Yani Türk Hava Yolu Pilotlar Derneği (TALPA) çatısı altında toplanan bu kardeşlerimiz, kendi çocuklarını, damatlarını, akrabalarını, hatta kızlarını dahi bu işe yönlendirip pilot yaparken, başka insanların önüne engel olarak çıkmaktalar. Şehitler vererek bu noktalara geldikleri savıyla savunma yapan asker kökenli pilotlar, zannediyorlar ki, yabancı kadınla evlilik başta olmak üzere ordudan kaçış için ortaya konan gerekçelerden haberimiz yok. Ordu kaynaklı pilotlar dünyanın her yerinde var. Ancak emekli olanlar ihtiyacın sadece bir kısmını karşılayabiliyor. Türkiye'de de durum bundan farklı değil. Dolayısıyla sivil kaynaktan pilot yetiştirilmesi için bir işletmeci ufku gerekiyor.

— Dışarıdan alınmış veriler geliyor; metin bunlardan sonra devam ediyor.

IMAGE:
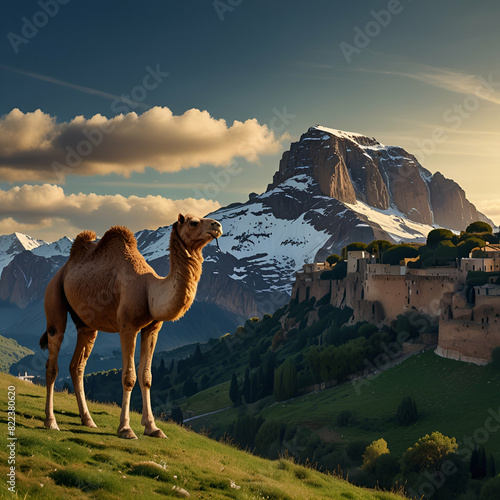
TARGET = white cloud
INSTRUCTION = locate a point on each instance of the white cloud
(34, 147)
(48, 213)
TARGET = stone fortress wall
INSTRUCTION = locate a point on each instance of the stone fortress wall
(378, 293)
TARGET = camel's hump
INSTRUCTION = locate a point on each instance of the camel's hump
(121, 233)
(81, 242)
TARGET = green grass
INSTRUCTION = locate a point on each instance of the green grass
(11, 352)
(452, 397)
(216, 397)
(80, 463)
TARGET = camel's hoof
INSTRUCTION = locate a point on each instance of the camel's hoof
(88, 422)
(155, 433)
(127, 433)
(51, 423)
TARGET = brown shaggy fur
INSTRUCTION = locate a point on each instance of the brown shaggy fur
(108, 286)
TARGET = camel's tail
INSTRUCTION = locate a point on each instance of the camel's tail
(44, 341)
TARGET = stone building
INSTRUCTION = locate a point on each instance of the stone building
(378, 293)
(470, 330)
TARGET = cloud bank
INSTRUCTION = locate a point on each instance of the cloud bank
(34, 147)
(46, 212)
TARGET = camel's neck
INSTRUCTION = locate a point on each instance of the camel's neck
(170, 297)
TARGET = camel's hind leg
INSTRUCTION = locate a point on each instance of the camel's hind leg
(149, 335)
(127, 340)
(56, 311)
(84, 345)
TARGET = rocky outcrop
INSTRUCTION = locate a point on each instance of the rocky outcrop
(24, 280)
(451, 207)
(350, 167)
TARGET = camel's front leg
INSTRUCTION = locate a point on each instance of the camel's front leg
(127, 341)
(149, 336)
(84, 345)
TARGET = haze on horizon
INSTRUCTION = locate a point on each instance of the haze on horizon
(129, 114)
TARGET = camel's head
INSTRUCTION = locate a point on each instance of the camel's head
(196, 232)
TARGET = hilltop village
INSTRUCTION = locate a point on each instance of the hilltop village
(467, 316)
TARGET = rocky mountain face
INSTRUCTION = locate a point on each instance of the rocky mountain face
(350, 167)
(332, 188)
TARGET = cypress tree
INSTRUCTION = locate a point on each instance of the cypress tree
(246, 386)
(234, 391)
(483, 465)
(491, 466)
(474, 464)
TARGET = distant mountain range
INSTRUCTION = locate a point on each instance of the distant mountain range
(332, 188)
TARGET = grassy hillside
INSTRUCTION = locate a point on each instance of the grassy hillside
(452, 397)
(79, 463)
(10, 353)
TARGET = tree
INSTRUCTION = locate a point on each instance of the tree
(385, 468)
(339, 272)
(353, 247)
(491, 466)
(285, 381)
(474, 464)
(254, 388)
(407, 411)
(491, 489)
(438, 235)
(246, 386)
(466, 246)
(254, 358)
(427, 453)
(479, 227)
(333, 259)
(190, 387)
(378, 248)
(234, 391)
(399, 252)
(495, 358)
(372, 452)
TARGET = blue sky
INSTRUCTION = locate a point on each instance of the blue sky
(416, 73)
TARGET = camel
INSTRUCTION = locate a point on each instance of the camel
(108, 286)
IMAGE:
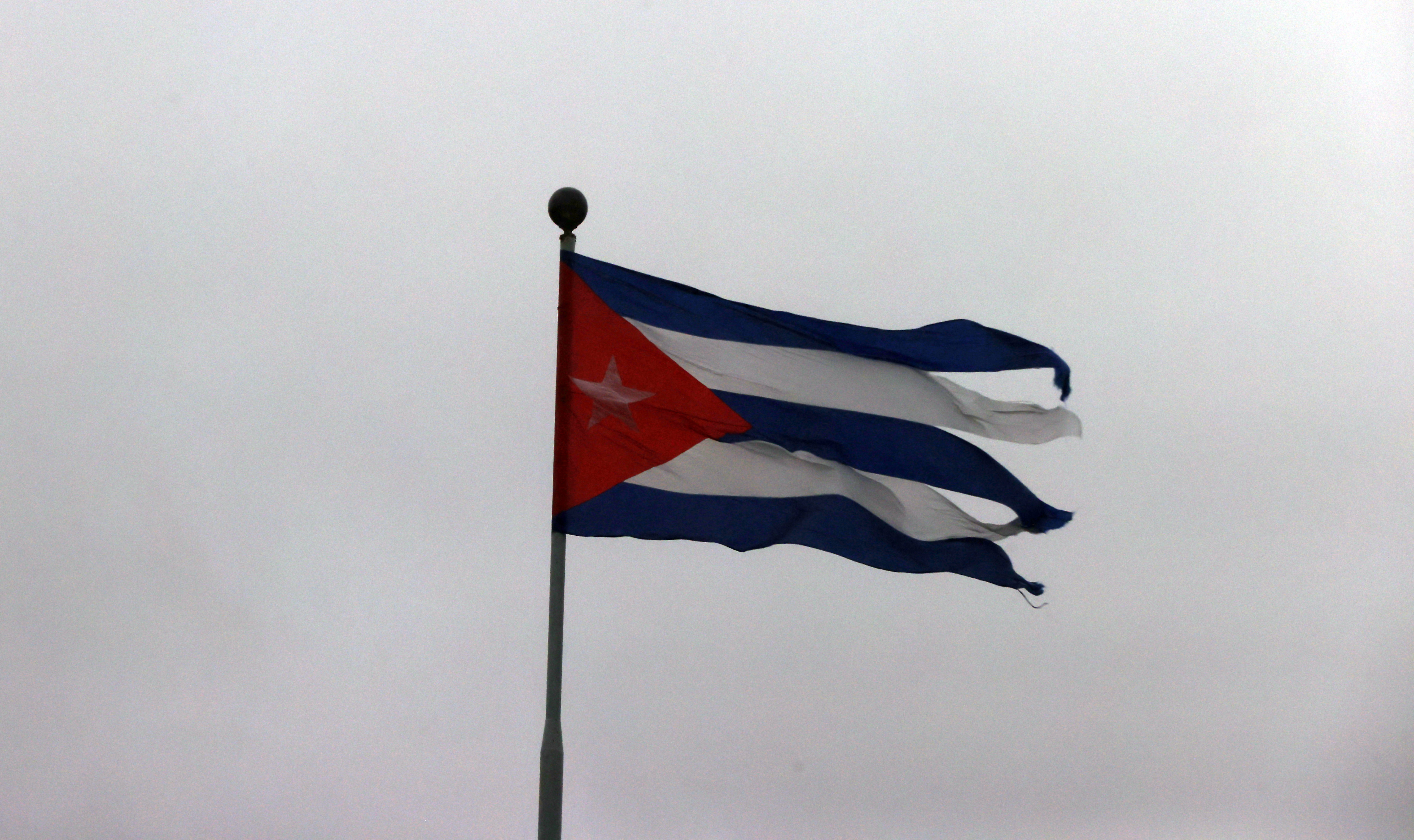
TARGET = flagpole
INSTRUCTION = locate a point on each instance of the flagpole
(567, 210)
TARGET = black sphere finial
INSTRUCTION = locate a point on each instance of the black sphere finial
(569, 208)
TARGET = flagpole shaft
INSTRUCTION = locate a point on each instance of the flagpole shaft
(552, 743)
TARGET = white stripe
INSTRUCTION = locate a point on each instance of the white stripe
(764, 470)
(839, 381)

Eğer anlaşılmadıysa tekrarlıyorum; İETT şoförleri, İstanbul'un trafik çözümüne katkı sağlayamaz. İçlerinden biri yönetici yapılırsa ancak, şoförlerin hakları üzerine kafa yorabilir. Türkiye'de pilot sıkıntısı olduğu bariz bir şekilde ortada. Havayolları ve filoları ne kadar büyürse Türkiye'de pilot çeşitliliği de o derece artacaktır. Asker kökenli, yabancı uyruklu, yabancı uyruklu asker kökenli, sivil kaynaklı gibi. Ancak önemli olan pilot çeşitliği yani çalışacak eleman değil, çalışılacak kapıdır. İş olmayınca aş da olmaz, tencere de kaynamaz. Bunun için meslek tekeli oluşturmak faydalı değildir. Pilotluğu bir meslek olarak tescil ettirmeye çalışmak daha önemlidir.